You should always talk to your doctor about clinical trial opportunities and any questions you might have. But your doctor might not be aware of every ALS trial that’s happening around the country, so it’s a good idea to do your own research on what trials are open and where. You can search for ALS on clinicaltrials.gov, the NIH’s clinical trials database, or you can use the ALS Signal Dashboard created by our friends at I Am ALS to search for clinical trials by state, trial phase, genetic target and more. Then, it’s up to you to consult with your doctor and reach out to the trial site to find out if you qualify.
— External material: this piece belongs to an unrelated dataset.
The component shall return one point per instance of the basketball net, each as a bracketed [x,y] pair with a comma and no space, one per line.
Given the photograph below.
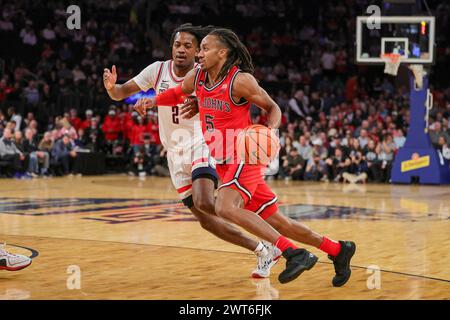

  • It’s a big commitment.

Clinical trials ask a lot of their participants. Though some trials may enable remote participation, the majority require you to travel to the clinic for every visit, and if you’re unable to drive, you’ll need to arrange your own transportation. It can be a big time and financial commitment, especially if the clinic is out of town.

“From a personal commitment level, the investment is pretty high,” Phil said. You’re also committing your body to a therapy that may or may not work, and if you’re participating in a double-blind controlled study, like Phil did, there’s a fair chance — in his case, a 50/50 shot — that you’re in the placebo group and not getting any real treatment at all.

But if it does work, the payoff can be huge. Since the study hasn’t been published yet, Phil doesn’t know for sure if he got the investigative treatment or a placebo, but he’s almost certain he got the treatment because his disease stopped progressing for a year. “If I was in the placebo group, how can I explain how my disease progression stopped for the majority of 2019?” he said.

  • No matter the outcome, you’re helping people with ALS everywhere.Phil Green and Lynne Nieto addressing the crowd at the 2021 Cure ALS Golf Classic to support Augie’s Quest

Even if the treatment doesn’t work, or if you get a placebo, you’re still making an invaluable contribution to research for ALS cures — one that will help everyone with ALS, now and in the future.

“Without the ALS community’s participation in these trials, a therapy that might help us will never reach the market,” Phil said. “So we need to be the research partners for these companies so they can bring their potentially impactful therapy to everyone else who currently doesn’t have access to these investigational therapies.”

  • You won’t be left in the dark.

So what happens once you enroll? Every trial is different, but each trial site has a clinical trial coordinator who will map out the study for you and make sure you understand what’s happening every step of the way.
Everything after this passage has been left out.